简体   繁体   English

Elasticsearch - 搜索通配符(包含在字符串中)和 tf-idf 分数

[英]Elasticsearch - search wildcards (contains in strings) and tf-idf scores

how can I make a search wildcard and tf-idf scores.如何制作搜索通配符和 tf-idf 分数。 example when I search like this,例如当我这样搜索时,

GET /test_es/_search?explain=true // return idf / dt scores
{
  "explain":true,
  "query": {
    "query_string": {
      "query": "bar^5",
      "fields"  : ["field"]
    }
  }
}

it returns idf and td score, but when I search like with wildcards (contains).它返回 idf 和 td 分数,但是当我使用通配符(包含)进行搜索时。

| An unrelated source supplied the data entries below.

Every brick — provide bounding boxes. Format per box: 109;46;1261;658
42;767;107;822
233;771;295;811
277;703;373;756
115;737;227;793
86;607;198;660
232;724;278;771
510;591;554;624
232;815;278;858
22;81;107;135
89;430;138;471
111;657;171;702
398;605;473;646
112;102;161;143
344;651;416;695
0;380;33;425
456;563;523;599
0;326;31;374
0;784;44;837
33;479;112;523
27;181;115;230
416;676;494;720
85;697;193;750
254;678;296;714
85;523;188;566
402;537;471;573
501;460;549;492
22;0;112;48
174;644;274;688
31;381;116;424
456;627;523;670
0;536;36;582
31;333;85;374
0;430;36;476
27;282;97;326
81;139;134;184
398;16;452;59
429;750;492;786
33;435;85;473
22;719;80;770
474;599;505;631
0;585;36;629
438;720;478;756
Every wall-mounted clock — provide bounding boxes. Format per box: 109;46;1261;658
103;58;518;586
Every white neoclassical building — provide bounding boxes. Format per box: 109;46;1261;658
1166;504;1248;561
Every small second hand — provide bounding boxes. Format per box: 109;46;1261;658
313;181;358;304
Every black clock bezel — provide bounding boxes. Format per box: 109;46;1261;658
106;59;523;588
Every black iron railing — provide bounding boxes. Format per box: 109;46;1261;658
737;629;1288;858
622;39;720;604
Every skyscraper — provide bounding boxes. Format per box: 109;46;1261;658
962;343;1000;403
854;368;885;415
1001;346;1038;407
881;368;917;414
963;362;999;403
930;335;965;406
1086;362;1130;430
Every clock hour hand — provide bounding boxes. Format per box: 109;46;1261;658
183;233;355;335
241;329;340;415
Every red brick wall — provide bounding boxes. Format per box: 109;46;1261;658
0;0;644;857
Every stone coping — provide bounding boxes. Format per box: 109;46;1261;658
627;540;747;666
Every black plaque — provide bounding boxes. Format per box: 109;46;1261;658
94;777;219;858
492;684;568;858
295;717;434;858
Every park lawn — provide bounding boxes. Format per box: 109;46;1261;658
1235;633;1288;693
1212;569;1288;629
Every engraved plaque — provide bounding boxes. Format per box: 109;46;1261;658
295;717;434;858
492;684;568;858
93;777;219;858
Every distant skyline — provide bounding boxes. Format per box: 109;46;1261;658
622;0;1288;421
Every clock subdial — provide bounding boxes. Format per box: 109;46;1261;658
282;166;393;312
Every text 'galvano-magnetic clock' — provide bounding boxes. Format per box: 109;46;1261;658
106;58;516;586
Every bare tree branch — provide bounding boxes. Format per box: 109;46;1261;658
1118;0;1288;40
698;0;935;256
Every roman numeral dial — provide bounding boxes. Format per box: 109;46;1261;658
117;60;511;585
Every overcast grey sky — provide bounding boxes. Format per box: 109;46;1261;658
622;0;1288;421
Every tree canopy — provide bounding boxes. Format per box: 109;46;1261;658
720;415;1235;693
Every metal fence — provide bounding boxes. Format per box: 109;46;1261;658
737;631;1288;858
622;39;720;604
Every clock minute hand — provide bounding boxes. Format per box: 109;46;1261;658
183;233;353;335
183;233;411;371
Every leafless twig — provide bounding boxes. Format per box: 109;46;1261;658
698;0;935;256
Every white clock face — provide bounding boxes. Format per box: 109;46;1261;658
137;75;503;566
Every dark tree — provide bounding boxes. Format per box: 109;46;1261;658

GET /test_es/_search?explain=true  // NOT RETURN idf/td score
{
   "explain":true,
  "query": {
    "query_string": {
      "query": "b*",
      "fields"  : ["field"]
    }
  }
}

how can I make a search with wildcards (using contains in the string) and include the IDF-TD scores?如何使用通配符进行搜索(在字符串中使用 contains)并包含 IDF-TD 分数?

for example, I have 3 documents " foo ", " foo bar ", " foo baz " when I search it like that例如,当我这样搜索时,我有 3 个文档“ foo ”、“ foo bar ”、“ foo baz

GET /foo2/_search?explain=true
{
   "explain":true,
  "query": {
    "query_string": {
      "query": "fo *",
      "fields"  : ["field"]
    }
  }
}

Elasticsearch Result Elasticsearch 结果

    "hits" : [
  {
    "_shard" : "[foo2][0]",
    "_node" : "z8bjI0T1T8Oq6Z2OwFyIKw",
    "_index" : "foo2",
    "_type" : "_doc",
    "_id" : "3",
    "_score" : 1.0,
    "_source" : {
      "field" : "foo bar"
    },
    "_explanation" : {
      "value" : 1.0,
      "description" : "sum of:",
      "details" : [
        {
          "value" : 1.0,
          "description" : "*:*",
          "details" : [ ]
        }
      ]
    }
  },
  {
    "_shard" : "[foo2][0]",
    "_node" : "z8bjI0T1T8Oq6Z2OwFyIKw",
    "_index" : "foo2",
    "_type" : "_doc",
    "_id" : "2",
    "_score" : 1.0,
    "_source" : {
      "field" : "foo"
    },
    "_explanation" : {
      "value" : 1.0,
      "description" : "sum of:",
      "details" : [
        {
          "value" : 1.0,
          "description" : "*:*",
          "details" : [ ]
        }
      ]
    }
  },
  {
    "_shard" : "[foo2][0]",
    "_node" : "z8bjI0T1T8Oq6Z2OwFyIKw",
    "_index" : "foo2",
    "_type" : "_doc",
    "_id" : "1",
    "_score" : 1.0,
    "_source" : {
      "field" : "foo baz"
    },
    "_explanation" : {
      "value" : 1.0,
      "description" : "sum of:",
      "details" : [
        {
          "value" : 1.0,
          "description" : "*:*",
          "details" : [ ]
        }
      ]
    }
  }
]

But I expect "foo" should be the first result with having the highest score because it matches %100, am I wrong?但我希望“foo”应该是第一个得分最高的结果,因为它匹配 %100,我错了吗?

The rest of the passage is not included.